I started out on this unit with a couple of questions, Are gadgets eradicating the uncertainty in life and does happiness depend on taking chances? As I read previously a very interesting article in “New Scientist”

I wanted to do a research project that would inform not only my investigative study but also my extended major project, so I started by reading a lot of books a and articles on the post-digital age and our post-digital life styles, looking at psychology and philosophy of happiness and the post-digital age, I wanted to look into what effects it may have on our lives as individuals so that is what I set out doing. Really focusing on the content and thought about what context I wanted to but the research into, this slowly developed as my research went on i read more into more about decline in context and how we distracted by it to give me more of a narrowed subject to research.

I started by building a vending machine had it programmed using “Arduino”, The idea was to test people reaction when you take away there control as the vending machine dispensed sweets not at all or uncontrollably and see how people would react, I didn’t see how it would fit in with question, because I felt it needed to more interactive be more contextual.

I then came up with the idea the second was a simple push button that would open up two options, one a video response designed to scare the view and one dispense a prize it was a test if will react emotionally stronger when something bad happens or something good happens and to get people to take a chance and give up control that perhaps gadgets give us too much of, a good idea I thought but I wanted something simple, basic this is when the social media boards came out social media has become such a big thing in our daily lives and perhaps has for some become a addiction with 1 in 9 young people checking there “Facebook” 20x a day, this was something I wanted to make people aware of and getting them interacting as they would with many of the social media sites but rather than doing this online I wanted to get them have conversions and interacting around the board giving people more context around the conversions rather than just looking at and typing on a device. Which gladly people did some people even to photos of the board, which I thought, was quite interesting. I learnt a lot from this unit about research methods, also that content and the context in which be put them in is important and is perhaps being slightly lost or blurred because of the way we use devices, interacting in the physically world so something I was adamant in getting people to do. I also wanted to see what people would put by just being given one fact a bunch of logo’s painted and printed post-it notes and some pens

An people seemed to engage with it really well people engaged in the socially having physical conversations.

The piece is all about context, context helps give meaning sight, smells and touch these are contexts which we are perhaps losing in the post-digital age, take music for example you may own a 7-inch vinyl and it even may have it’s original cover, creased, faded and worn perhaps like one of mine it my have a slight coffee stain from when my brother knocked a cup over. They all carry reminders etched onto the music itself in the form scratches and groves unrecorded by the bands.

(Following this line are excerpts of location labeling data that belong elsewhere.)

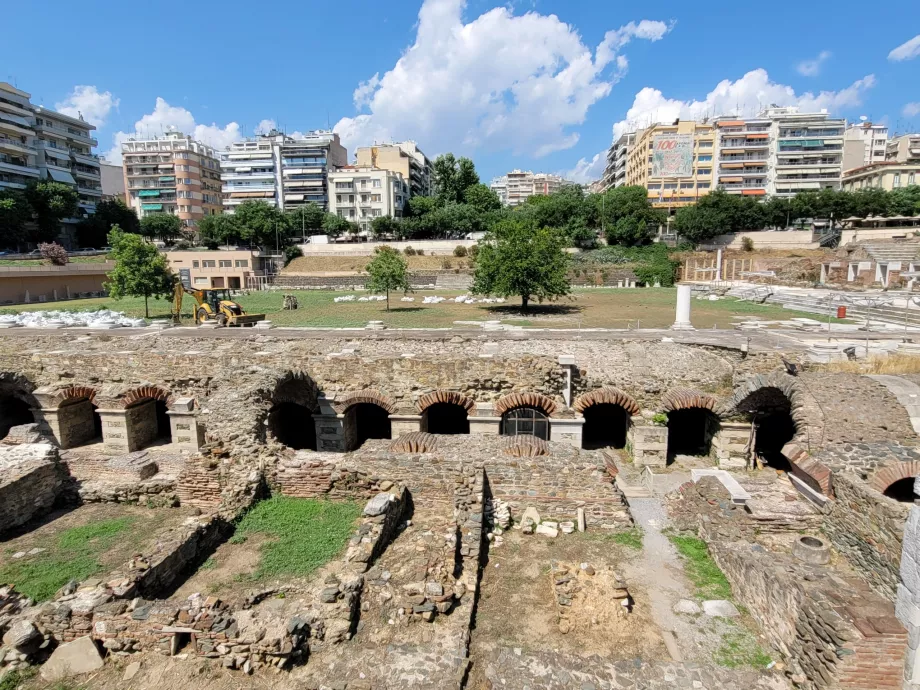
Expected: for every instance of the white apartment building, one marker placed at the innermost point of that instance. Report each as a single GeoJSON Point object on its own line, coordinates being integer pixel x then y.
{"type": "Point", "coordinates": [863, 144]}
{"type": "Point", "coordinates": [286, 172]}
{"type": "Point", "coordinates": [361, 193]}
{"type": "Point", "coordinates": [615, 172]}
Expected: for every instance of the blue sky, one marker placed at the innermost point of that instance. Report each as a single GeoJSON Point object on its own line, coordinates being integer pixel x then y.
{"type": "Point", "coordinates": [534, 84]}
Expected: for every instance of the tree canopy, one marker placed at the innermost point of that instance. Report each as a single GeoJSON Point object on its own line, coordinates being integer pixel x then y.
{"type": "Point", "coordinates": [521, 259]}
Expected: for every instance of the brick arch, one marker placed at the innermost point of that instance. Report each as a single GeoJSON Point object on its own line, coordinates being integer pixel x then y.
{"type": "Point", "coordinates": [889, 474]}
{"type": "Point", "coordinates": [446, 397]}
{"type": "Point", "coordinates": [687, 398]}
{"type": "Point", "coordinates": [606, 396]}
{"type": "Point", "coordinates": [515, 400]}
{"type": "Point", "coordinates": [369, 395]}
{"type": "Point", "coordinates": [142, 393]}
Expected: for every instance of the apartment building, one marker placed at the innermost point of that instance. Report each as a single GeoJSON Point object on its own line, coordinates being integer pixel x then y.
{"type": "Point", "coordinates": [864, 143]}
{"type": "Point", "coordinates": [18, 155]}
{"type": "Point", "coordinates": [362, 193]}
{"type": "Point", "coordinates": [806, 151]}
{"type": "Point", "coordinates": [615, 172]}
{"type": "Point", "coordinates": [404, 158]}
{"type": "Point", "coordinates": [65, 154]}
{"type": "Point", "coordinates": [172, 174]}
{"type": "Point", "coordinates": [743, 155]}
{"type": "Point", "coordinates": [286, 172]}
{"type": "Point", "coordinates": [673, 162]}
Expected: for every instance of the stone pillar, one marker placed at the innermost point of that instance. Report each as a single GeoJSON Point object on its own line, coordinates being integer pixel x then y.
{"type": "Point", "coordinates": [648, 444]}
{"type": "Point", "coordinates": [404, 423]}
{"type": "Point", "coordinates": [728, 444]}
{"type": "Point", "coordinates": [566, 431]}
{"type": "Point", "coordinates": [682, 319]}
{"type": "Point", "coordinates": [187, 434]}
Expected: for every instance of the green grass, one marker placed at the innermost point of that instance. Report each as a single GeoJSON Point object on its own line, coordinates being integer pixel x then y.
{"type": "Point", "coordinates": [307, 533]}
{"type": "Point", "coordinates": [710, 582]}
{"type": "Point", "coordinates": [585, 308]}
{"type": "Point", "coordinates": [740, 649]}
{"type": "Point", "coordinates": [74, 556]}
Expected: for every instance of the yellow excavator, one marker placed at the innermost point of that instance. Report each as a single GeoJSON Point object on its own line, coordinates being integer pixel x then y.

Now damaged vinyl is extremely annoying, and it’s tendency to scratch was a good reason to embrace CD’s and digital MP3 but when music goes digital we lose it’s context. For example 2004 when Apple iPods hit the mainstream apple advertisement showed blacked-out silhouette figures dancing to sounds from their iPod’s nothing else existed in the world of the iPod apart from music.

This is perhaps what is happening with social media it has never had the contextual benefits that a face-to-face conversation has such as body language, tone of voice ECT, an this was what I was aiming to show people by having people interact as they would on many of the sites but giving them the advantage of a very contextual environment. In which to share there views, images and thoughts.

Take this story for example –

I made a mixtape for my girlfriend, but music wasn’t a life-or-death issue for her. She would listen to it in the car, or with friends at parties. That didn’t bother me; our relationship was staked on more important things. Around this time, both of us had become fascinated by a book called Codex Seraphinianus. Explaining the book here would take too long, but suffice it to say that it was beautiful, mysterious, and at the time, completely-out-of-print and selling only in rare-book circles for thousands of dollars. Improbably, her college library had a copy. We took it out; pored over it; cherished it. Eventually, the book was recalled. Honeymoon over.
A few months later, she met someone at a party. They got to talking. “Have you ever heard of this book called Codex Seraphinianus?” he asked. The coincidence was uncovered: He was the recaller. “The weirdest thing,” he said, “was that when I took the book out of the library, I found this amazing Pavement mix stuck in the pages.” My mix: Pavement Ist Rad. “So that’s where it was!” she said. She was a space-case; I always liked that about her.
I imagined this guy finding Pavement Ist Rad like a hidden treasure. I imagined him confused, curious; I imagined him coming home and putting it on. I imagined how excited he was to feel like he was living in a world where you could still discover things so accidentally. In these daydreams, I almost never imagined the actual music, because it wasn’t the music that drew us together, it was the object: that blank CD with my handwriting on it.
We became friends, the three of us. Close friends. Does it seem too fitting that eventually the two of them started dating? Maybe. It happened though. At the time it was pretty painful, though it doesn’t seem so bad in retrospect. The relationship had run its course. Soon, CDs would be meaningless. For the moment, though, they still seemed capable of being as singular and precious as the tapes I’d made in high school. We didn’t know that then; we were transitioning too. — Mike Powell (http://pitchfork.com/features/articles/8989-medium-uncool-the-cd-turns-30/)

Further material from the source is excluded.